La Nature fut rabaissée à une manifestation divine, au lieu d’être subsidiaire à la Terre, telle une âme ou une force de vie qui lui serait propre. Et de cette élévation de la nature « humaine », réciproque au rabaissement de la nature « terrestre », s’ensuivit un mouvement d’« objetivation » vulgaire de la planète. Nous voilà face à ce qui fut aussi appelé le désenchantement du monde, synonyme de rationalisation et de suprématie de la science, qui se conjugue avec la subordination des institutions religieuses – donc de Dieu – à l’État (parce que c’est l’« Homme » qui fait l’Histoire). Dans ce contexte, la puissance humaine a progressé en flèche au détriment de la volonté de la terre d’accueil. Puis, après les révolutions industrielles, l’implantation ferme du capitalisme, la mondialisation ainsi que les destructions corrélatives et la pollution systématique, une lucidité s’est emparée de l’esprit humain, à savoir une prise de conscience du lien intime – outre celui d’une terre nourricière destinée à combler tous les besoins – entre nos existences et la sienne, à la fois corps et énergie (ou âme).
Comment l’expliquer ? Avançons que la volonté populaire d’accroître les libertés individuelles correspond à un processus d’individualisation et qu’en parallèle à la rationalisation s’élaborait une forme de « subjectivation », c’est-à-dire une conscience de soi et des différences. Selon Alain Touraine, il y a eu un passage de l’individualisme de système à un individualisme d’acteurs, propice à une ouverture inédite sur l’extérieur ; autrement dit, le Surmoi – ou le sujet projeté hors de l’individu – a pris conscience de ce qui l’entoure et de ce que les systèmes impersonnels ont fait de lui et de son environnement, à savoir une situation qui l’amène à s’insurger contre les torts causés, à rejeter certaines pratiques et à vouloir changer notre manière de vivre ou, en d’autres termes, d’habiter la Terre.

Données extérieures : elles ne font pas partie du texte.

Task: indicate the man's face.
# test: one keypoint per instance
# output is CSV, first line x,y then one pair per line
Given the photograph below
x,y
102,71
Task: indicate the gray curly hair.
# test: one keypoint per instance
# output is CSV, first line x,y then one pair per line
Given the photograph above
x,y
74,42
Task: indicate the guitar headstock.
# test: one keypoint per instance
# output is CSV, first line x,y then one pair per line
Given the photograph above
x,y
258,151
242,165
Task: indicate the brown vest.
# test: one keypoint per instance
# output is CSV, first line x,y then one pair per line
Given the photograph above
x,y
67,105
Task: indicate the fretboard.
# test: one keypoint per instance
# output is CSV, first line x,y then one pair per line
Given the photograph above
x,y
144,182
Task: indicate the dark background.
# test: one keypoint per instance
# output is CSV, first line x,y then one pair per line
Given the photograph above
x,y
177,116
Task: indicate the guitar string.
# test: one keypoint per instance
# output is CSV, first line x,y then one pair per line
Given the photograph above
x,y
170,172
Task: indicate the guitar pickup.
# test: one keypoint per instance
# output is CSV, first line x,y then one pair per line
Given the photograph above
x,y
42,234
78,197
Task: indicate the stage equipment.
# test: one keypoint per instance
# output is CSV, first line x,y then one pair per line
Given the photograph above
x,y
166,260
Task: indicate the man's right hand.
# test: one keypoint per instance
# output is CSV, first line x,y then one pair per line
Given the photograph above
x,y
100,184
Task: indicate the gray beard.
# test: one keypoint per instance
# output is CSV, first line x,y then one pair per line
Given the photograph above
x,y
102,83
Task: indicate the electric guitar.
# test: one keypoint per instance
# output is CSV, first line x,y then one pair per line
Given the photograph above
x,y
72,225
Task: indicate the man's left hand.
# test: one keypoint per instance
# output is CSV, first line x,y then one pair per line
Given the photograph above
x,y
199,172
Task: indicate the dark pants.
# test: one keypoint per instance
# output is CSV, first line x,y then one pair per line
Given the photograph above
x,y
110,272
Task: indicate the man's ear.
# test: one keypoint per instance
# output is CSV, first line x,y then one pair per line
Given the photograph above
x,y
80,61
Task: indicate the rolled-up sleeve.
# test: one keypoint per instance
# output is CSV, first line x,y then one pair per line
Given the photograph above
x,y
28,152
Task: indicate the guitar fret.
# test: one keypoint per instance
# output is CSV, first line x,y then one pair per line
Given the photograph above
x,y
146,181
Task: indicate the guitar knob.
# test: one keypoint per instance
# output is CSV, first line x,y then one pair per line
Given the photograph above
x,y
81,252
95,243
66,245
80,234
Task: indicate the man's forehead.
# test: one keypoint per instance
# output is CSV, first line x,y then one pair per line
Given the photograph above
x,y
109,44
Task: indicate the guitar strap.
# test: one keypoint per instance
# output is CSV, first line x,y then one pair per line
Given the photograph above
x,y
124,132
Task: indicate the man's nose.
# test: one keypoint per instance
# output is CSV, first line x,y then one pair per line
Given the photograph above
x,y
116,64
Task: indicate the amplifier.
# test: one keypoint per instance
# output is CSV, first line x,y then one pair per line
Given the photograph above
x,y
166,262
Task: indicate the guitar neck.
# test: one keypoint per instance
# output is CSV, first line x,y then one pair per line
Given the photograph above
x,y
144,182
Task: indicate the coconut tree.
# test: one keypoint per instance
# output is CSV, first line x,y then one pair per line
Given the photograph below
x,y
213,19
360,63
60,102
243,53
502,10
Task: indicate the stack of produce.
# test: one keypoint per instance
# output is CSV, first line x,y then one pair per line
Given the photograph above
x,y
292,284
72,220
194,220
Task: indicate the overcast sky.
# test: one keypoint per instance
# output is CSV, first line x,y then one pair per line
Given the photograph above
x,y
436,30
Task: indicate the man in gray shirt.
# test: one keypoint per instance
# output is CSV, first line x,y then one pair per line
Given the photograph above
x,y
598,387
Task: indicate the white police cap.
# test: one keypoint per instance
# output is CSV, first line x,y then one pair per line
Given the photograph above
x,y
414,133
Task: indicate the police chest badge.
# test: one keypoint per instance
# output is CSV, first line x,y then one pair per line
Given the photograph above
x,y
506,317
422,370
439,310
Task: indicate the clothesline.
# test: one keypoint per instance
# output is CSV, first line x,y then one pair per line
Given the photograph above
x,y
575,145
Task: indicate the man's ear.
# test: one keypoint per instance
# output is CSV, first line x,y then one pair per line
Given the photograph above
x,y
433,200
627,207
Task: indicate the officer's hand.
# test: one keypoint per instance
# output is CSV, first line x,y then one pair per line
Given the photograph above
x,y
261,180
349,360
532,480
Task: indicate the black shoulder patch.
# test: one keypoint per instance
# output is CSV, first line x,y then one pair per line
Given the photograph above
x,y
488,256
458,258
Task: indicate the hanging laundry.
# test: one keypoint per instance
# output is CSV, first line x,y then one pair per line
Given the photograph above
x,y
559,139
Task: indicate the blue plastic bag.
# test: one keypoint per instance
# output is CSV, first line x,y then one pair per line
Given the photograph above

Nous revenons tranquillement de nos illusions afin de saisir ceci : pour survivre, parce que notre hégémonie n’engendre que des désastres, nous devons ramener la planète au centre de nos préoccupations et de notre existence. Elle mérite d’être respectée, comme tout humain l’envisage de ses semblables. Par cette prise de conscience qui se diffuse, sans pour autant toucher tout le monde avec la même intensité, l’objet planétaire se transforme désormais en sujet, et ce, après un long processus caractérisé au départ par la défense des droits des populations, des enfants et des femmes, un souci de protection des autres espèces, puis de l’environnement, des forêts, des rivières, des lacs et des océans, pour englober finalement la Terre entière. Nous lui accordons soudainement une identité, nous la personnalisation en quelque sorte, peut-être par égoïsme, peut-être par sincérité, parce que nous sommes parvenus – nous l’espérons – à la comprendre d’une certaine manière, du moins avons-nous su considérer toute son importance.